Adobe (ADBE) — beat, raise, and a 5.5% drop anyway. Q2 revenue hit a record $6.62 billion (+13% y/y) with EPS of $5.96 versus the $5.82 estimate, AI-first ARR tripled past $500 million, and full-year revenue guidance rose to $26.5–$26.6 billion. None of it mattered: CFO Dan Durn's abrupt exit (effective June 15), stacked on the unresolved CEO search, knocked shares down ~5.5%, and Evercore ISI downgraded the stock Friday, cutting its target from $325 to $225.
Oracle (ORCL) — record numbers, muted tape. Fiscal Q4 revenue of $19.2 billion rose 21% with non-GAAP EPS of $2.11 beating the $1.95 estimate; cloud infrastructure revenue exploded 93% to $5.8 billion on AI demand. With options pricing a ±10.6% move, the stock's ~1% post-earnings dip to about $199 read as relief — investors remain wary of Oracle's debt-fueled AI capex.
Warner Bros. Discovery (WBD) / Paramount (PARA) — DoJ clears the mega-merger. The Justice Department was reported Friday to have cleared Paramount's $31.00-per-share all-cash acquisition of WBD, keeping the deal on track to close in Q3 2026 and removing the biggest regulatory overhang in media.
Energy majors gave back the war premium. With Brent down to four-month lows, XLE fell 4.6% — its worst week of 2026 — as names like Exxon Mobil (XOM) repriced for a world where Iranian supply returns.
Macro & Policy: CPI Runs Hot, PPI Runs Hotter
Wednesday's May CPI rose 0.5% month over month and 4.2% year over year — the fastest annual pace in three years and the fourth straight acceleration (2.4% in January, 3.3% in March, 3.8% in April). Energy did the damage: up 3.9% on the month and 23.5% over twelve months, a direct bill from three-plus months of Hormuz closure. Thursday's PPI was worse: final demand jumped 1.1% in May and 6.5% year over year, the largest annual rise since November 2022, with goods prices up a record 2.8% on a 10.7% energy spike.

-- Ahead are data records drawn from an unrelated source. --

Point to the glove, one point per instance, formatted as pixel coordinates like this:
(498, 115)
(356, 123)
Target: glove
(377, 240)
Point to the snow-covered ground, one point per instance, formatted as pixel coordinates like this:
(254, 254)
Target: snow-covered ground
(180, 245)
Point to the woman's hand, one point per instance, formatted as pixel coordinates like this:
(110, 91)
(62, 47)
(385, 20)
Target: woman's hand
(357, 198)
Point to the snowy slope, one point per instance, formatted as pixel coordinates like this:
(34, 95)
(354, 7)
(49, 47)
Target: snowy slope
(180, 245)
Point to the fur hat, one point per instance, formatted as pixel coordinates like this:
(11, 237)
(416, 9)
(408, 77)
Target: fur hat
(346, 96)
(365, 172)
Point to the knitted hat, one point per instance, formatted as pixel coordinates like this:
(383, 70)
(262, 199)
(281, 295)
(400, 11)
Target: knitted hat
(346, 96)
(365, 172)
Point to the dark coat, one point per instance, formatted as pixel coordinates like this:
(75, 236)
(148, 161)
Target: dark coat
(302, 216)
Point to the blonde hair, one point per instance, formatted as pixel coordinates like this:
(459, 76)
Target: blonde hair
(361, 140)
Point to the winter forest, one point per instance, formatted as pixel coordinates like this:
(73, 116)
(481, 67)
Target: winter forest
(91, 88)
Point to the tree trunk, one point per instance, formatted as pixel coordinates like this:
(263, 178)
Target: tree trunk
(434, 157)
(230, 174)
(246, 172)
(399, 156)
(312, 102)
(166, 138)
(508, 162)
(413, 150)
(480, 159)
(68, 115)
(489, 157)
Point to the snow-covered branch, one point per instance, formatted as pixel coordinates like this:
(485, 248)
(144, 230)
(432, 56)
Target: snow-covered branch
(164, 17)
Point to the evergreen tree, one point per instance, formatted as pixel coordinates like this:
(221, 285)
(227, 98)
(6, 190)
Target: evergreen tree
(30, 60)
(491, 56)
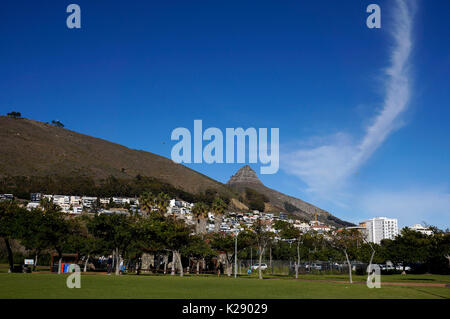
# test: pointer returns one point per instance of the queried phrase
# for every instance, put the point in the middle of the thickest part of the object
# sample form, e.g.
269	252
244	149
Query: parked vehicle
314	266
400	267
263	267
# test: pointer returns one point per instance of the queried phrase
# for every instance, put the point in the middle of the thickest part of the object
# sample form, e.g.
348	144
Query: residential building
380	228
421	229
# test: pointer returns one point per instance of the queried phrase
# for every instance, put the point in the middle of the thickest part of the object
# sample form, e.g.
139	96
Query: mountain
246	178
32	148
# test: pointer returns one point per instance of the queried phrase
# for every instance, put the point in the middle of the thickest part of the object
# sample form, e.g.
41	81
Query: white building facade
380	228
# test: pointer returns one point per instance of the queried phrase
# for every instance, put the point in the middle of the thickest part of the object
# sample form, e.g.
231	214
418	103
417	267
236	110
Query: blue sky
138	69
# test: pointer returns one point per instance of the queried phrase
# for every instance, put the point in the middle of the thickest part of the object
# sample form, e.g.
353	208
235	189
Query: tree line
130	236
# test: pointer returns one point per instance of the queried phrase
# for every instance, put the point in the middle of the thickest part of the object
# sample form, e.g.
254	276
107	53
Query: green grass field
41	285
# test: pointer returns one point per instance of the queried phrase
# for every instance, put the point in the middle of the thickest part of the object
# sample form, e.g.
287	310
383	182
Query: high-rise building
380	228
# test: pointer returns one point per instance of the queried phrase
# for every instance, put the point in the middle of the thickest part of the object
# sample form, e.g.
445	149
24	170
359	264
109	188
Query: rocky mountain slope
246	177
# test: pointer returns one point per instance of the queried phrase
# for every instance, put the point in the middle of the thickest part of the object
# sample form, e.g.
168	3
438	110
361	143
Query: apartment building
380	228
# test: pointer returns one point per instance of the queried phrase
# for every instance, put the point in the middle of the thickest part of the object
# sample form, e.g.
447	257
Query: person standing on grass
109	265
121	266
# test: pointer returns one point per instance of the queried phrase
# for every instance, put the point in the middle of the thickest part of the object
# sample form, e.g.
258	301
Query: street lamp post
235	254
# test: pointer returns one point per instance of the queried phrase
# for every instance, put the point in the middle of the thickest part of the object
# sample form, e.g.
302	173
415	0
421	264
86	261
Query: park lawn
194	287
408	278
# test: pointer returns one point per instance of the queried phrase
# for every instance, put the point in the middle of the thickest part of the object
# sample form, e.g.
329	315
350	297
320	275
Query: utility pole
235	255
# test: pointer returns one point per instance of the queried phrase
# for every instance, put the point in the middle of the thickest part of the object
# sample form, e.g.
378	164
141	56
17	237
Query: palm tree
218	207
200	211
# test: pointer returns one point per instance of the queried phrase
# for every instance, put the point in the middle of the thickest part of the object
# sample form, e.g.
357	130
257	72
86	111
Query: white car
263	267
399	267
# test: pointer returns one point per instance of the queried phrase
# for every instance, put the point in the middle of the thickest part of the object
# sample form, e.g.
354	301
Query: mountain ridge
33	148
246	177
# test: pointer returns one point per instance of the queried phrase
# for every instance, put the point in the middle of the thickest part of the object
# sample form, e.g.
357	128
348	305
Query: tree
10	226
14	114
408	247
174	235
55	230
218	207
224	242
197	249
35	238
262	239
346	240
116	233
200	211
289	232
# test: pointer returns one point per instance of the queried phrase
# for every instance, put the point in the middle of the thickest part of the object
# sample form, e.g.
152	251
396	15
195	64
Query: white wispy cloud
326	167
410	206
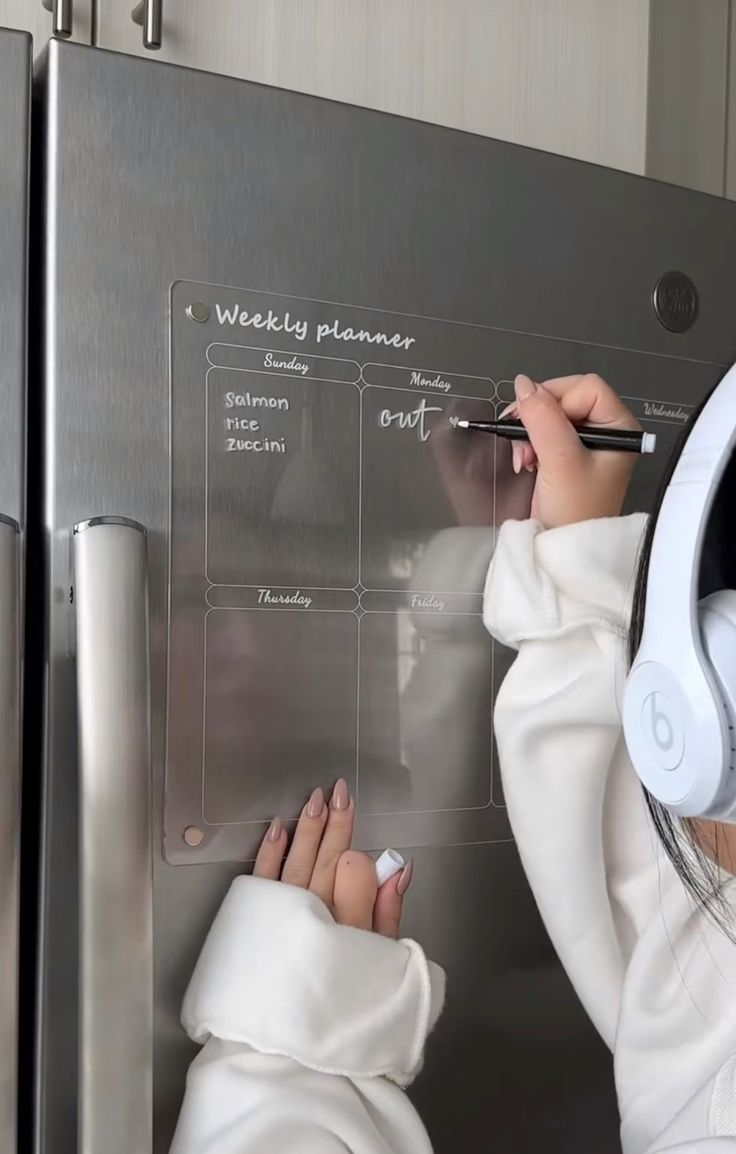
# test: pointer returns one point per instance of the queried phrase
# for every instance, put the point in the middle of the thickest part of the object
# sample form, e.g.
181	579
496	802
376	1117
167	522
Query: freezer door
15	54
261	308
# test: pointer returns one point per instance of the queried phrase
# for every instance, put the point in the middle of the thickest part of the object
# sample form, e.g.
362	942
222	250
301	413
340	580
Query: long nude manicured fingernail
511	410
340	795
316	803
405	878
524	387
517	456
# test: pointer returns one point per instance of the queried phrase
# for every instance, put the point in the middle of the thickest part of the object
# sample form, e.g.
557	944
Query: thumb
553	436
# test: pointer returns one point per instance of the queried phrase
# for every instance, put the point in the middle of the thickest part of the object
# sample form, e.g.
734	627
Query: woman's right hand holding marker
573	484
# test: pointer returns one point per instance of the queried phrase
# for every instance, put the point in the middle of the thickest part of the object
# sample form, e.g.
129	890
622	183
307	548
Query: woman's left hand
320	859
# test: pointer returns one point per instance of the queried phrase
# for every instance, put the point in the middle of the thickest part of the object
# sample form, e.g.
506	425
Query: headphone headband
675	714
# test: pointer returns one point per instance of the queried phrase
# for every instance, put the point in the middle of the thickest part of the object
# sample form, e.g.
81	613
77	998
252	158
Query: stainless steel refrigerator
15	80
260	554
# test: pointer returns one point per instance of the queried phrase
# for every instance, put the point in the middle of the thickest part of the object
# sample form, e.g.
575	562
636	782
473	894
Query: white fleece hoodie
310	1028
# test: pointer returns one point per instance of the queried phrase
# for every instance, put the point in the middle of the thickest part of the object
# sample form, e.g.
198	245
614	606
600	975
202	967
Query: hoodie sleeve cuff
279	975
546	583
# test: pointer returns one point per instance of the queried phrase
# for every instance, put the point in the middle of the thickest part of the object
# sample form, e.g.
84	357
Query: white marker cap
388	866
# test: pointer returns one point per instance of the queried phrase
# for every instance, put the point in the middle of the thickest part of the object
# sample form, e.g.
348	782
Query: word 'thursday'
299	329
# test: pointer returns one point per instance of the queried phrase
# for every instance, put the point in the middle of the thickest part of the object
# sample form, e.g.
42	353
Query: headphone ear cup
716	617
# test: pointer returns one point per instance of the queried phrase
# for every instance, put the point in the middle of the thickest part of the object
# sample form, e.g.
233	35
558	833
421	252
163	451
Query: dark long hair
680	837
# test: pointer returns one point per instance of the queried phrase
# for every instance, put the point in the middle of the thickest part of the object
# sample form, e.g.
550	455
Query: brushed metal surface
115	874
9	823
566	76
157	174
15	79
15	95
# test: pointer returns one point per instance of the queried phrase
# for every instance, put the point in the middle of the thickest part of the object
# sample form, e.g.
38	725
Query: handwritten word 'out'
415	419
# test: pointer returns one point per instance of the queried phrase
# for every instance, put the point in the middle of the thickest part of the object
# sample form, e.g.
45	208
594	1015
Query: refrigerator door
260	311
15	79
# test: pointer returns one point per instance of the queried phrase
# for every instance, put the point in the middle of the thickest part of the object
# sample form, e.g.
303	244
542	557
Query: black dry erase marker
592	437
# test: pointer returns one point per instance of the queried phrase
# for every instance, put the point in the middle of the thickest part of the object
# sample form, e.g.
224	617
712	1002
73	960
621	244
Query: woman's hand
572	482
320	859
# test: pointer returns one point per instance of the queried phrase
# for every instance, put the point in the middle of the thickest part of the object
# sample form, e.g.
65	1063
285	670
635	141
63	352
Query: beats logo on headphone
680	703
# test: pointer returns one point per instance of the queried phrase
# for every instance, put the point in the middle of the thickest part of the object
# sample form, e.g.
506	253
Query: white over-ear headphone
680	703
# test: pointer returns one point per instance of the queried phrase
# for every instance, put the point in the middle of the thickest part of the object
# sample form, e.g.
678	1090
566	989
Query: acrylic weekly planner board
330	536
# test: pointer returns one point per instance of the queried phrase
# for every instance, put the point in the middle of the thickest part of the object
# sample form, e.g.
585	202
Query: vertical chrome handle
115	883
61	12
9	821
149	14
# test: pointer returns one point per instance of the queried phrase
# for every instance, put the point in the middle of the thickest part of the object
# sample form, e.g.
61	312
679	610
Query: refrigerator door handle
61	12
115	863
9	819
149	14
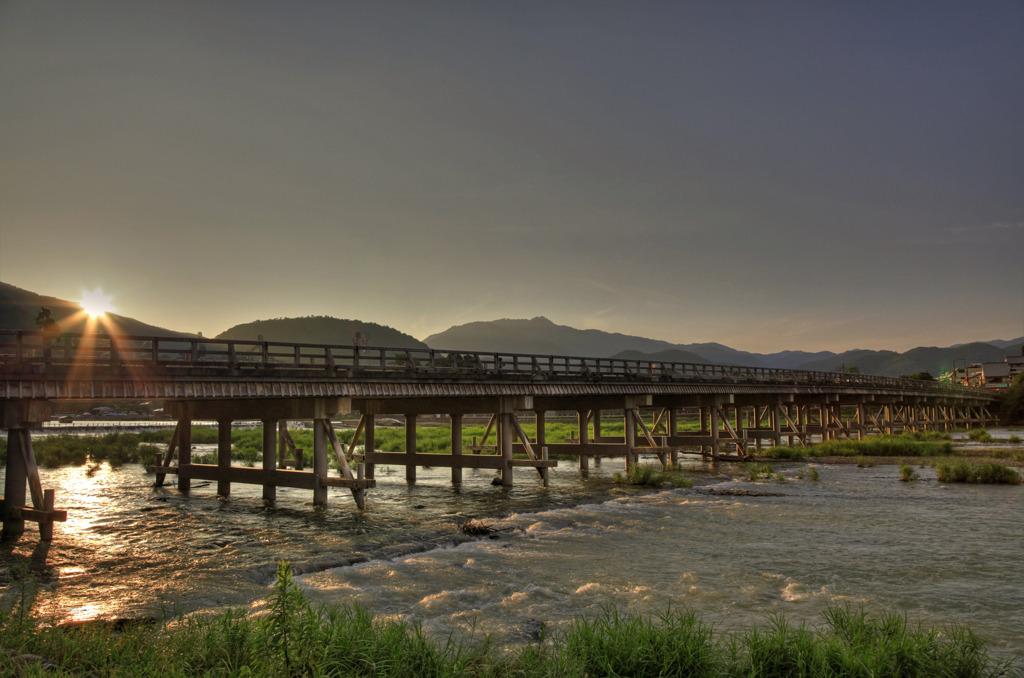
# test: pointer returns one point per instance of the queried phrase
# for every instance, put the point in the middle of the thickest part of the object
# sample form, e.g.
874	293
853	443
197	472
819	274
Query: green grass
757	472
649	475
906	445
296	638
907	473
980	435
980	472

The policy math flipped accordingly. CME FedWatch pricing now shows zero rate cuts expected in 2026, with the fed funds rate holding at 3.50%–3.75% and the next move handicapped as a *hike* in December. On geopolitics, President Trump called off planned strikes on Iran Thursday and said a peace agreement — including sanctions relief and a 30-day timetable to reopen the Strait of Hormuz — could be signed as soon as this weekend in Europe.
Earnings Season Snapshot
With Q1 reporting effectively complete, this was a fiscal-quarter stragglers' week — and the AI-scrutiny theme carried over: both Oracle and Adobe beat on the top and bottom lines, and both sold off anyway. The market is no longer paying for AI revenue alone; it is interrogating AI spending, leadership stability, and margins. That skepticism is the throughline from Broadcom's guidance rout to Adobe's downgrade.
What to Watch Next Week (June 15–19, 2026)
- FOMC decision Wednesday, June 17 — Kevin Warsh's first meeting as Fed chair; markets expect a hold at 3.50%–3.75%, with the new dot plot and press conference the real event after a 4.2% CPI.
- May retail sales (Wednesday), housing starts and building permits (Tuesday), and industrial production (Monday) headline the data calendar.
- Earnings: CarMax (KMX) Wednesday; Accenture (ACN) and Kroger (KR) Thursday.
- U.S.–Iran deal signing risk: a weekend signing — or collapse — is binary headline risk for oil and equity futures into Monday's open.
- Treasury supply: 20-year bond reopening Tuesday and 5-year TIPS auction Thursday test demand after the inflation shock.
- Markets closed Friday, June 19 for the Juneteenth holiday — a four-day trading week with an FOMC meeting in the middle.